As she sat there staring at his life’s creation, his face grew hot. He knew the wonders she had seen in Nightingale. The bird was pitiful in comparison.

"It makes music," he said. "I mean, it doesn’t make the music but it tells you how to make it."

She looked up at him. "Jato, I can’t accept this." An odd expression crossed her face, come and gone too fast to decipher. If he hadn’t known better, he would have thought it was awe. Then she said, "Regulations don’t allow me to accept presents."

Through the sting of her refusal, he realized what she had said. "How did you know my name is Jato?"

"After we talked, I looked up your Ansatz records."

He stared at her. Those records were sealed. That was the deal; as long as he did what Crankenshaft wanted, his records remained secret and he had his relative freedom on Ansatz.

Somehow he kept his voice even. "How?"

"I asked," she said. "The authorities had to let me."

Like hell. They were supposed to say No. Had his presence become so offensive that they decided to get rid of him despite Crankenshaft? Or maybe Crankenshaft no longer needed him.

Then it hit Jato, what else she had said. Regulations didn’t allow her to accept gifts. Regulations.
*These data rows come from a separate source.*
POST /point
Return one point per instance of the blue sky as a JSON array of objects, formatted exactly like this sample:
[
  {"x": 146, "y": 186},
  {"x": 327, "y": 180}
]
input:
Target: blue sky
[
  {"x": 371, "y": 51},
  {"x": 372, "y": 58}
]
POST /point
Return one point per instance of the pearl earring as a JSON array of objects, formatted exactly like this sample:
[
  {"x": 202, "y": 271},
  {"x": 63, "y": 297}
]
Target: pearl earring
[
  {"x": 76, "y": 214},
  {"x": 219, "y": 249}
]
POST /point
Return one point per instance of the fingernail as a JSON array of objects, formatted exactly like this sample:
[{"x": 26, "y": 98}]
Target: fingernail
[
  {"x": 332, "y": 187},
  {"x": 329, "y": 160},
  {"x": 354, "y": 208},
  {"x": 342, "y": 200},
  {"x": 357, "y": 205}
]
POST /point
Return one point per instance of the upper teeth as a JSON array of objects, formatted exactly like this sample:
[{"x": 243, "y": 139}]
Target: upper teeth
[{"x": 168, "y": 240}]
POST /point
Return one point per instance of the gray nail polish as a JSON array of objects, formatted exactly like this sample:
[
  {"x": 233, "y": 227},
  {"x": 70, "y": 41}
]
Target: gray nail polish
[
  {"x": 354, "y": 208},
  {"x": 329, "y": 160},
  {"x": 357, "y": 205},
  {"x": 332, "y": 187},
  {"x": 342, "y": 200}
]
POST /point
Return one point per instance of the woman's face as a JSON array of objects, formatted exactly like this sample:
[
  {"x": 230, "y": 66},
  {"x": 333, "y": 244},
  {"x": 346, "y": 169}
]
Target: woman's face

Of course. He should have recognized it earlier. The gold bands on her jumpsuit were no decorations. They denoted rank.

"You’re an ISC soldier," he said.

She nodded. "An Imperial Messenger. Secondary Class."

Jato stared at her. Secondary was equivalent in rank to colonel and "Messenger" was a euphemism for intelligence officer. He had almost asked a high-ranking spy-buster to smuggle him off Ansatz.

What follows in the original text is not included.